Thursday, September 13, 2012

Apocalypse Then

The post-apocalyptic genre. In case for whatever reason, you're not familiar with it, post-apoc is a setting for stories set after the fall of humanity, where life as we know it has been destroyed by some awful calamity, yet people live in this terrible new world as best they can. The Wikipedia article listing post-apocalyptic fiction is pretty damn useless, since it includes stuff like Signs, which isn't post apocalyptic at all.

Probably the most iconic post-apocalyptic fiction to my mind is the Road Warrior, a film I watched as part of a high school film class. Ah, good times. A bleak desert wastelands, gangs of raiders, and a combination of the technological and the primitive. And a bunch of weird outfits you'd only ever see from an eighties movie. Mad Max was just bad, in my opinion, and Thunderdome 's best feature is "Two Men Enter, One Man Leaves." And the knife in the flyswatter, of course.

But there's more than Mad Max. There's the Fallout series of PC games. And who could forget Waterworld (never have the amnesiacs been so blessed)? The Road? The Book of Eli (was anyone else hoping it WASN'T the Bible, just for a change of pace)? And then we have the whole gamut of works that combine the post-apocalyptic with terrible dystopia. Even the Matrix could be argued to be post-apocalyptic, even though it's way more about cool guys with slowmo gun fights than the downfall of society.

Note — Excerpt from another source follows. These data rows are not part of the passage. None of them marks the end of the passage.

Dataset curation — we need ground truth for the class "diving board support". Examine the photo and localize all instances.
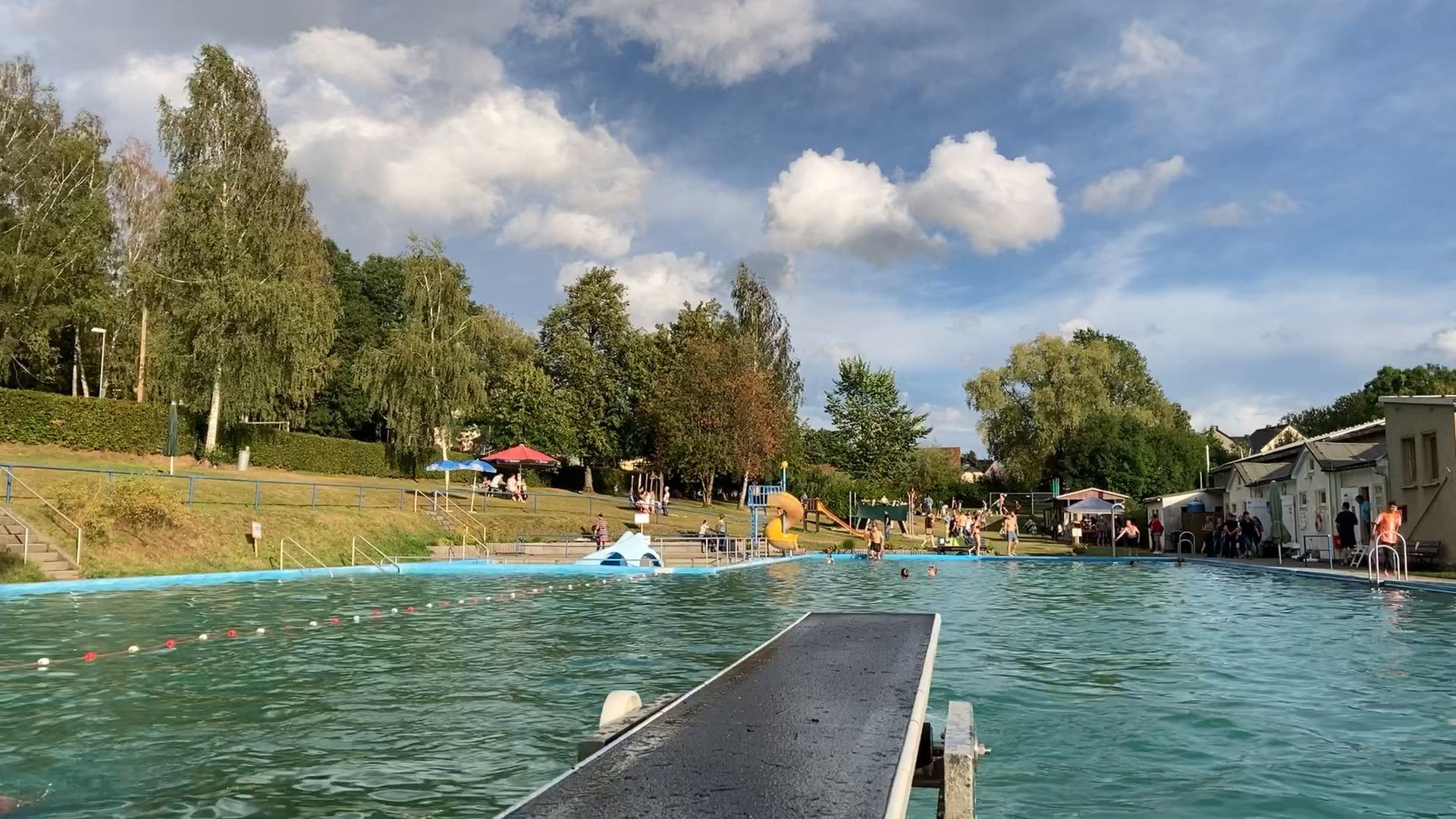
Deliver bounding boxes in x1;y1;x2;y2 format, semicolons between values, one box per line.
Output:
500;612;980;819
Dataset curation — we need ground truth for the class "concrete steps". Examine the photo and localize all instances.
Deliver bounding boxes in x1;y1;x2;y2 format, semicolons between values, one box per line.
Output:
0;509;82;580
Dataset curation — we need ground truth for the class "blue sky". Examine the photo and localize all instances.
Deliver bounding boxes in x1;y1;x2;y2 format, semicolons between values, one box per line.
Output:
0;0;1456;449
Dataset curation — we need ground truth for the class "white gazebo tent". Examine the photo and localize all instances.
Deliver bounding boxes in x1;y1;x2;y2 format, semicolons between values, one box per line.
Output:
1065;497;1124;557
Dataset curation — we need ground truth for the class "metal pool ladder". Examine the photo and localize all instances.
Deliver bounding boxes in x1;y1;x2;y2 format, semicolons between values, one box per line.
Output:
350;535;402;574
278;535;334;577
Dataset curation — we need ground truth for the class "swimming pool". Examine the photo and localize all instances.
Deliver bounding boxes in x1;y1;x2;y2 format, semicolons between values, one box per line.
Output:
0;561;1456;819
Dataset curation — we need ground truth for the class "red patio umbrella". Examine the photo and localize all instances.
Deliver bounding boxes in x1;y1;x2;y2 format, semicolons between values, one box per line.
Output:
481;443;560;466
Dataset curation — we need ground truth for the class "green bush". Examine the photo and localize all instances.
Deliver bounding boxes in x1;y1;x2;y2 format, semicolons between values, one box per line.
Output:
100;478;182;528
0;389;195;455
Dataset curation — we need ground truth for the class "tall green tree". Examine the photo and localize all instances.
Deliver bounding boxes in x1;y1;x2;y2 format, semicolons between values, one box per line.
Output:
0;60;114;386
157;46;337;453
1282;364;1456;436
540;267;646;493
306;239;405;440
824;356;930;481
731;262;804;509
354;234;489;457
965;332;1188;485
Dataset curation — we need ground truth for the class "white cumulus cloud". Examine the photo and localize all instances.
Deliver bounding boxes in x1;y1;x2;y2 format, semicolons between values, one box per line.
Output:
1082;156;1188;213
258;29;651;249
556;252;725;328
1062;20;1203;93
764;131;1062;264
1260;191;1304;215
905;131;1062;255
568;0;833;86
495;207;632;258
1198;202;1249;228
764;149;945;264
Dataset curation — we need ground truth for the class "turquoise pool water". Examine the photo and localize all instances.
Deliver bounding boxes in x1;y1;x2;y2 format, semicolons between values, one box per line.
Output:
0;561;1456;819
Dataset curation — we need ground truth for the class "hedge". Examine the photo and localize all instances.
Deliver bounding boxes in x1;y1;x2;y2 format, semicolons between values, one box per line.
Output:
0;389;196;455
0;389;473;478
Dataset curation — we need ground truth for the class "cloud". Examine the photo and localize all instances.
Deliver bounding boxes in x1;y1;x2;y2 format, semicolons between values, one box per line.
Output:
1057;316;1097;338
556;252;726;328
764;131;1062;265
566;0;833;86
1082;156;1188;213
1198;202;1250;228
256;29;651;249
905;131;1062;255
1260;191;1304;215
495;207;632;258
1420;326;1456;360
1062;20;1203;93
764;149;945;264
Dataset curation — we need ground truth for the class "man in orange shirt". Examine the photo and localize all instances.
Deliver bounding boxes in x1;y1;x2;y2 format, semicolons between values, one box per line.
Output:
1374;500;1401;547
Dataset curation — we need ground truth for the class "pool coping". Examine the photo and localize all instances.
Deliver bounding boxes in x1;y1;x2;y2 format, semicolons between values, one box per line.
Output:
0;555;812;599
0;551;1456;599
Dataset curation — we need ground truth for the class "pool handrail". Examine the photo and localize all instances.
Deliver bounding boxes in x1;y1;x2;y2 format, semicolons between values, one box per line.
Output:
350;535;402;574
278;535;334;577
0;465;86;568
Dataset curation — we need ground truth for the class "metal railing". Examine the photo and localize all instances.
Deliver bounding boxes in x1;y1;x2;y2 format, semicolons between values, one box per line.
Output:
0;507;30;563
278;535;334;577
0;465;86;568
350;535;402;574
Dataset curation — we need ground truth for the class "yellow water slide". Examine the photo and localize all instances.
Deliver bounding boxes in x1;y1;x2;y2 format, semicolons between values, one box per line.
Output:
763;493;804;552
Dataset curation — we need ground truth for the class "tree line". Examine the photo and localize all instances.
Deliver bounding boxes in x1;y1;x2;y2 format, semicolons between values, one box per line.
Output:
0;46;945;497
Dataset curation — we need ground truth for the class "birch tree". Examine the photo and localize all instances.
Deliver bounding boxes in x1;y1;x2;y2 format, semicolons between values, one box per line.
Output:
0;60;112;383
355;234;497;457
106;137;171;400
157;46;337;453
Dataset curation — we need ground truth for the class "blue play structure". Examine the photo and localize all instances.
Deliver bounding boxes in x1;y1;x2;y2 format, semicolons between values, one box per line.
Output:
576;532;663;567
748;460;789;541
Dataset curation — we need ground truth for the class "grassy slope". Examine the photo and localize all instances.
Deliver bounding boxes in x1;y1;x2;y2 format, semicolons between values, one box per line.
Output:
0;444;919;577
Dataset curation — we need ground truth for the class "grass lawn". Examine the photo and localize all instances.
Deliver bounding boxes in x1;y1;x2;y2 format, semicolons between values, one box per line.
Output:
0;444;861;579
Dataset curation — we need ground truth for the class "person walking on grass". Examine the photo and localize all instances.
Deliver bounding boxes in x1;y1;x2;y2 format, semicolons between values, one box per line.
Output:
1002;512;1016;557
592;512;609;549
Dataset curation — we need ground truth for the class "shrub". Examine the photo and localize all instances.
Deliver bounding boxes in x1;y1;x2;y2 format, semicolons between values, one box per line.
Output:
100;478;182;528
0;389;195;455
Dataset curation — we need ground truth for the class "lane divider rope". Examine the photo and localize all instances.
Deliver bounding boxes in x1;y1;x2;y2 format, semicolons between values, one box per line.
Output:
0;574;655;672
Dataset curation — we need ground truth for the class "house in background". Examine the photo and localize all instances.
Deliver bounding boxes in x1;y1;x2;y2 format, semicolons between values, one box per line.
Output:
1380;395;1456;566
1204;424;1249;457
1244;424;1304;455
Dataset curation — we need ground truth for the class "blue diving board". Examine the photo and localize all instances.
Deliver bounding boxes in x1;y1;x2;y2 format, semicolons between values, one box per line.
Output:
502;613;940;819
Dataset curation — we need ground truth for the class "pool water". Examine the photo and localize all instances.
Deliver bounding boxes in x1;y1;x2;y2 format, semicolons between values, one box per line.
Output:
0;561;1456;819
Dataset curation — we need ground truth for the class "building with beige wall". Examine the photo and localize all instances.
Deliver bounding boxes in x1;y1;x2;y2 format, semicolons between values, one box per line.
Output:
1380;395;1456;564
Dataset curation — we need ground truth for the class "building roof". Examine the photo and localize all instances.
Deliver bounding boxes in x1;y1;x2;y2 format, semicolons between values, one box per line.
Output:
1233;460;1294;487
1053;487;1127;501
1309;440;1385;472
1247;424;1303;452
1380;395;1456;405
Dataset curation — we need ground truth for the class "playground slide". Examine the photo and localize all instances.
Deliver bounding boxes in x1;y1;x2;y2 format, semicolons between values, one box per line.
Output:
763;493;804;552
815;501;864;538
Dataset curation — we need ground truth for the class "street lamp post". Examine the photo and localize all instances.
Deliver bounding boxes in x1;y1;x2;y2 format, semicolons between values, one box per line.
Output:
92;326;106;398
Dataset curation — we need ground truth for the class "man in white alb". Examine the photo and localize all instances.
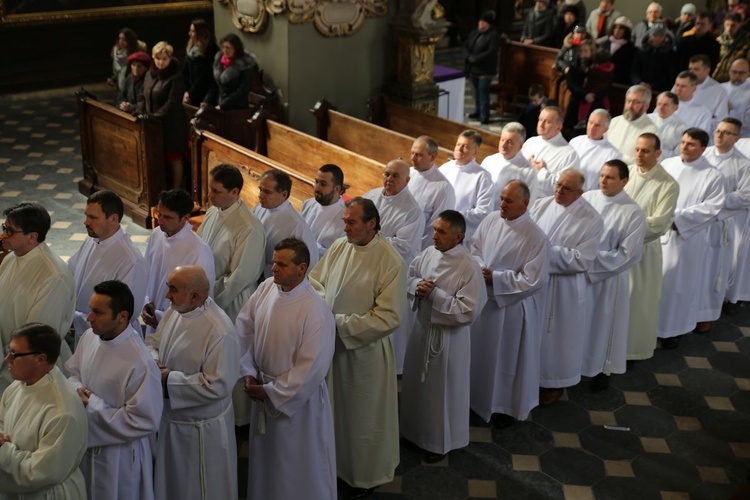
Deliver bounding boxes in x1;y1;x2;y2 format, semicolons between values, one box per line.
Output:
310;198;406;495
68;191;148;345
141;189;215;335
0;323;88;500
0;202;76;394
146;266;240;500
65;280;164;500
521;106;578;198
440;130;494;240
583;160;646;391
484;122;536;205
406;135;456;250
658;127;726;349
300;163;345;258
605;85;656;165
570;109;622;191
648;91;689;160
471;181;549;427
400;210;487;463
625;134;680;360
531;169;603;406
253;170;318;278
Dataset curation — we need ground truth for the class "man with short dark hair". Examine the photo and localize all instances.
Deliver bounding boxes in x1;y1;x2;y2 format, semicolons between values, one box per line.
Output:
141;189;215;335
0;323;88;500
253;170;318;279
582;160;646;391
471;180;550;427
300;163;346;258
0;202;76;394
146;266;240;500
65;280;163;500
310;198;406;495
400;210;487;463
440;130;494;243
236;238;336;500
196;163;266;321
658;127;726;349
68;191;148;346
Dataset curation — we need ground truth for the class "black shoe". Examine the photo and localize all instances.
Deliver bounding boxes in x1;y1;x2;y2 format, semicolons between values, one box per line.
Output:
661;337;680;349
589;373;609;392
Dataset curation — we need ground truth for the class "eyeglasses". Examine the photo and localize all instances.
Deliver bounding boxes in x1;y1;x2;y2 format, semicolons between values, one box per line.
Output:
8;351;41;360
3;224;23;236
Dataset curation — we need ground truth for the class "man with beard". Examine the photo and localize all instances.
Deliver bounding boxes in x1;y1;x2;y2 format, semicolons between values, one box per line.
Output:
407;135;456;250
300;163;346;257
605;85;657;165
68;191;148;346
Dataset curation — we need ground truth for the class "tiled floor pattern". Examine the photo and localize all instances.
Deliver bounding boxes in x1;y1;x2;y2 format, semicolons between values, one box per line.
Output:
0;72;750;500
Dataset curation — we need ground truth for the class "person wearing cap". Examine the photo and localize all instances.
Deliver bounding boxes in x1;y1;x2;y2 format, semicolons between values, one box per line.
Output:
115;50;151;113
674;3;698;40
631;22;674;91
464;10;500;124
602;16;636;85
586;0;622;45
521;0;555;47
632;2;663;49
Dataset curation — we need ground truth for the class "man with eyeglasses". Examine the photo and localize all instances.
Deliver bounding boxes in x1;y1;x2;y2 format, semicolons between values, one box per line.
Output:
364;160;424;375
658;127;726;349
698;118;750;318
0;323;88;499
0;202;76;394
604;85;658;165
531;168;604;406
721;58;750;137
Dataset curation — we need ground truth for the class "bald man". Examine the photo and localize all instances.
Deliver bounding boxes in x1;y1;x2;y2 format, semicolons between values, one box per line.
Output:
146;266;239;498
364;160;425;375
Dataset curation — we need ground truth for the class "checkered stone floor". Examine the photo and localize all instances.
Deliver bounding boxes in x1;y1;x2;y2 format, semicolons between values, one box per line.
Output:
0;80;750;500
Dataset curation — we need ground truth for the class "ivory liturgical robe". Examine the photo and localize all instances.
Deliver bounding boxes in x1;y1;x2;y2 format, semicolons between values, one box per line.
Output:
406;164;456;250
146;298;240;500
658;157;726;338
604;113;658;165
400;243;487;454
144;223;216;334
237;278;336;500
0;243;76;394
625;163;680;360
253;200;318;278
0;367;88;500
521;133;580;199
570;135;622;191
471;212;549;422
197;200;266;321
310;233;406;488
68;227;148;345
583;190;646;377
300;198;346;258
531;197;603;388
482;151;536;210
440;160;495;245
65;327;164;500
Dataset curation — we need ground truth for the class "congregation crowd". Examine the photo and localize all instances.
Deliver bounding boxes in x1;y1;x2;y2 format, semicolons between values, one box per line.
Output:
0;0;750;499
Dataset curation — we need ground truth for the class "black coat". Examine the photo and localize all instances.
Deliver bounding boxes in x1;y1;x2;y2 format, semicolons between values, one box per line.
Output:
182;44;219;106
205;52;258;111
464;28;500;76
137;58;188;153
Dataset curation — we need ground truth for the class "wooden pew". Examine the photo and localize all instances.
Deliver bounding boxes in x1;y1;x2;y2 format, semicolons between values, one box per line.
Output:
251;110;385;197
310;99;453;165
76;91;166;229
192;129;315;210
373;100;500;163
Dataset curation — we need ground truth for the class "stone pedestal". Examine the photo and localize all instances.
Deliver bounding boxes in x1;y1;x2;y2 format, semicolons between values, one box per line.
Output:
386;16;449;114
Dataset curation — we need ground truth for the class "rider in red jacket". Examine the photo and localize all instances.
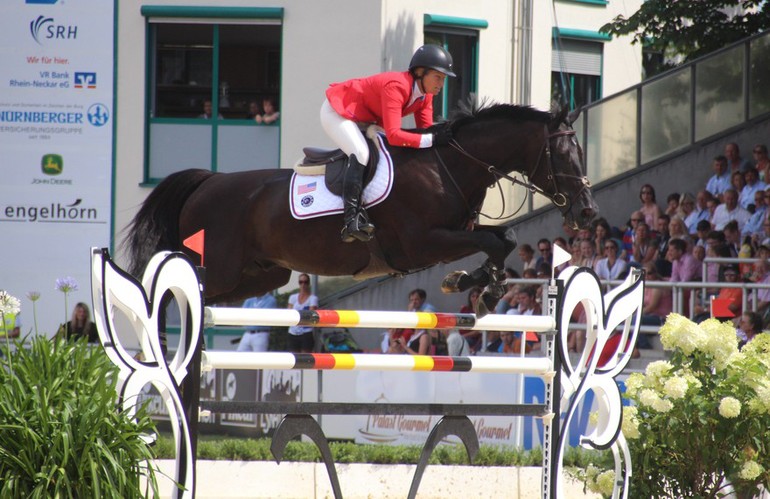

The genre is about far more than just having the excuse for savage violence, however. In fact, interestingly, it seems that whenever more critically respected writers, i.e. those outside "genre fiction" venture into the far more interesting branches of writer-created reality, they almost invariably gravitate towards the post-apocalyptic (Handmaid's Tale, anyone?). I'm not entirely certain as to why, but I can take a few guesses.

More traditional science fiction is about the future, and mankind's hopes and dreams (it's also about gratuitous space battles). The post-apocalyptic and dystopian subgenres are more about the fears and nightmares of mankind. It's kind of hard to write a happy post-apocalyptic story, since even if your characters end up happy, that happiness is built on the bodies of millions. And preying on the negative is certainly the easier, more common choice in the world; it's certainly seen as a more mature topic.

And the dystopian genre already has what most would consider to be definitive works of the genre. Post-apocalypse? Not so much. World-building is also much easier in post-apocalyptic, since you don't need to create any kind of functioning society. Instead, all you need to do is mess society up until it stops working.

The creator of the post apoc story, unless it's a particularly important plot point, will generally pick the most likely method of apocalypse. In other words, whatever we fear at the given point in time. Nuclear war doesn't seem a very likely way to go out these days, so instead we use pollution, mass resource shortages, whatever.

Speaking of fear, the popularity of the post apoc genre seems to see surges in times of uncertainty, in the wake of crises of all kinds. I don't know if it's because the times make the idea of the apocalypse seem more plausible and likely, or because maybe because we want the reassurance that someone's going to survive it.